I was included in a project, which does image processing on the CPU and is currently being extended to use the GPU as well, with the hopes being to use mainly the GPU, if that proves to be faster, and have the CPU processing part as a fall-back. I am new to GPU programming and have a few questions, aspects of which I have seen discussed in other threads, but haven’t been able to find the answers I need.
If we were starting from scratch, what technology would you recommend for image processing on the GPU, in order to achieve the optimum combination of coverage (as in support on client machines) and speed? We've gone down the OpenGL + GLSL way as a way of covering as many graphics cards as possible and I am curious whether this is the optimal choice. What would you say about OpenCL, for example?

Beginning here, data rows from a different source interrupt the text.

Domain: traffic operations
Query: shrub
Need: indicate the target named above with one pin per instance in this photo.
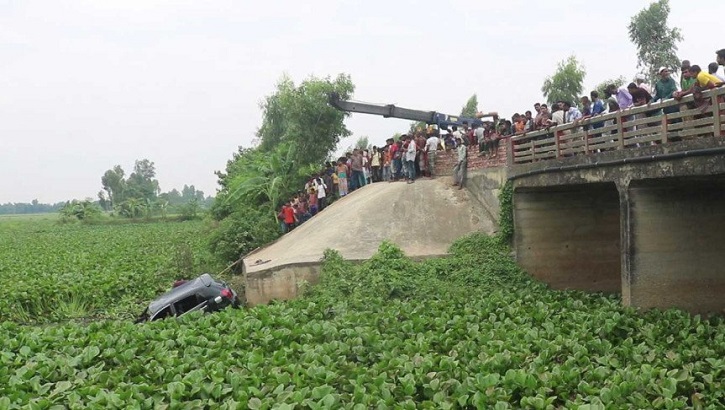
(241, 232)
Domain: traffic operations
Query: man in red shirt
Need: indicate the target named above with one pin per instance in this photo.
(289, 216)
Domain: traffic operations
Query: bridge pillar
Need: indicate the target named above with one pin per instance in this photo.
(673, 244)
(569, 236)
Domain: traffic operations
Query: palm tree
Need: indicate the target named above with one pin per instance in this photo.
(267, 180)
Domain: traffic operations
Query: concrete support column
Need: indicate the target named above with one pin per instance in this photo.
(569, 236)
(676, 253)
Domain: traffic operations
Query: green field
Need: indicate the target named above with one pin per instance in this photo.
(52, 272)
(468, 331)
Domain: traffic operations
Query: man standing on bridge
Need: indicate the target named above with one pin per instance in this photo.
(461, 168)
(721, 57)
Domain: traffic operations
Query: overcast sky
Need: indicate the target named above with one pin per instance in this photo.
(87, 84)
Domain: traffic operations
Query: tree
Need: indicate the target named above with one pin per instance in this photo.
(471, 107)
(114, 184)
(656, 43)
(80, 210)
(141, 183)
(103, 201)
(566, 83)
(267, 180)
(300, 116)
(619, 81)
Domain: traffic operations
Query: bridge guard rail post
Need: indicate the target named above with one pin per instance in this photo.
(664, 129)
(620, 130)
(557, 139)
(716, 112)
(510, 151)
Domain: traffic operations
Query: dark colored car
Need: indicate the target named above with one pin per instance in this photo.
(203, 293)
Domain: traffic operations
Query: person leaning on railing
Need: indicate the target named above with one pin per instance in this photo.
(665, 88)
(703, 81)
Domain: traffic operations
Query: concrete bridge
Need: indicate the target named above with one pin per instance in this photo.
(627, 203)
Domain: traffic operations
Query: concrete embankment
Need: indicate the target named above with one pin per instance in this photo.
(423, 218)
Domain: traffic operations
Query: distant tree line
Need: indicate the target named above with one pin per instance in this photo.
(139, 195)
(33, 207)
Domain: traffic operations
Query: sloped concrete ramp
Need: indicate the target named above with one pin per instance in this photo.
(423, 218)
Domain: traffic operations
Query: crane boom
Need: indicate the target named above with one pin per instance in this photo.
(392, 111)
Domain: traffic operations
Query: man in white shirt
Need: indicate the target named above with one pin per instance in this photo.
(461, 168)
(456, 134)
(410, 159)
(431, 146)
(640, 80)
(712, 69)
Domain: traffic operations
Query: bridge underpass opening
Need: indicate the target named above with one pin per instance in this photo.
(677, 244)
(569, 236)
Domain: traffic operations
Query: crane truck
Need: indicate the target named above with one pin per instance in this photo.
(442, 121)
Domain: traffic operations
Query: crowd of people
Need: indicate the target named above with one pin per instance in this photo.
(694, 80)
(403, 159)
(414, 155)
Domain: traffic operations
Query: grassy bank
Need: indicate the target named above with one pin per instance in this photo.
(468, 331)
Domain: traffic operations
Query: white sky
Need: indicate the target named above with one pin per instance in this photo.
(87, 84)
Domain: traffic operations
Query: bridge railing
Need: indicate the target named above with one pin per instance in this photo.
(632, 127)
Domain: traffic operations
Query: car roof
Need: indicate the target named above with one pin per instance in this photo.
(180, 292)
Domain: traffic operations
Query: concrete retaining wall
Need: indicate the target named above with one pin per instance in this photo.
(569, 237)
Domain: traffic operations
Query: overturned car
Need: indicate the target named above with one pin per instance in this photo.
(203, 293)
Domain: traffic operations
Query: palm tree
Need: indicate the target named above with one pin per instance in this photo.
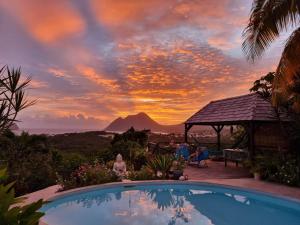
(267, 20)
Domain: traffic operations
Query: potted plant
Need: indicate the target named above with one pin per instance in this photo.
(177, 168)
(256, 171)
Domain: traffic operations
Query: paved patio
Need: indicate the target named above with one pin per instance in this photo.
(216, 170)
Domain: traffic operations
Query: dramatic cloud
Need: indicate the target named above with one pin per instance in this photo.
(47, 20)
(92, 61)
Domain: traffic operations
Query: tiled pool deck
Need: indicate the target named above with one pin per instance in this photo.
(215, 173)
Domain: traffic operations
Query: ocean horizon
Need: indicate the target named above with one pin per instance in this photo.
(53, 131)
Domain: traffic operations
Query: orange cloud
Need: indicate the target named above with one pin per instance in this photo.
(97, 78)
(46, 20)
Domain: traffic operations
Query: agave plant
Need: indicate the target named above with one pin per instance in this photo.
(161, 163)
(268, 19)
(12, 96)
(10, 211)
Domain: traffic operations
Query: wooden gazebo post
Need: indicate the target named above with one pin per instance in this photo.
(187, 127)
(218, 130)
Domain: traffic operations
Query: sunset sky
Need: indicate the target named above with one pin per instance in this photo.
(94, 60)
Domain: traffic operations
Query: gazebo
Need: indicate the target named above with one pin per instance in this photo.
(251, 111)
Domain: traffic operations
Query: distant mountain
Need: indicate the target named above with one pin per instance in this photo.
(14, 127)
(142, 121)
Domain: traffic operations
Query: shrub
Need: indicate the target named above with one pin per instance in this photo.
(65, 164)
(29, 161)
(162, 164)
(10, 213)
(281, 168)
(89, 174)
(288, 173)
(145, 173)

Given we have already started implementing the GPU module with OpenGL and shaders, I would like to get an idea of whether we are doing that the most efficient way.
We use Framebuffer Objects to read from and to render to textures. In most cases the area that is being read and the area that is being written to are the same size, but the textures we read from and write to could be an arbitrary size. In other words, we ask the FBO to read a subarea of what is considered to be its input texture and write to a subarea of what is considered to be its output texture. For that purpose the output texture is "attached" to the Framebuffer Object (with glFramebufferTexture2DEXT()), but the input one is not. This requires textures to be "attached" and "detached", as they change their roles (i.e. a texture could be initially used for writing to, but in the next pass it could be used as an input to read from).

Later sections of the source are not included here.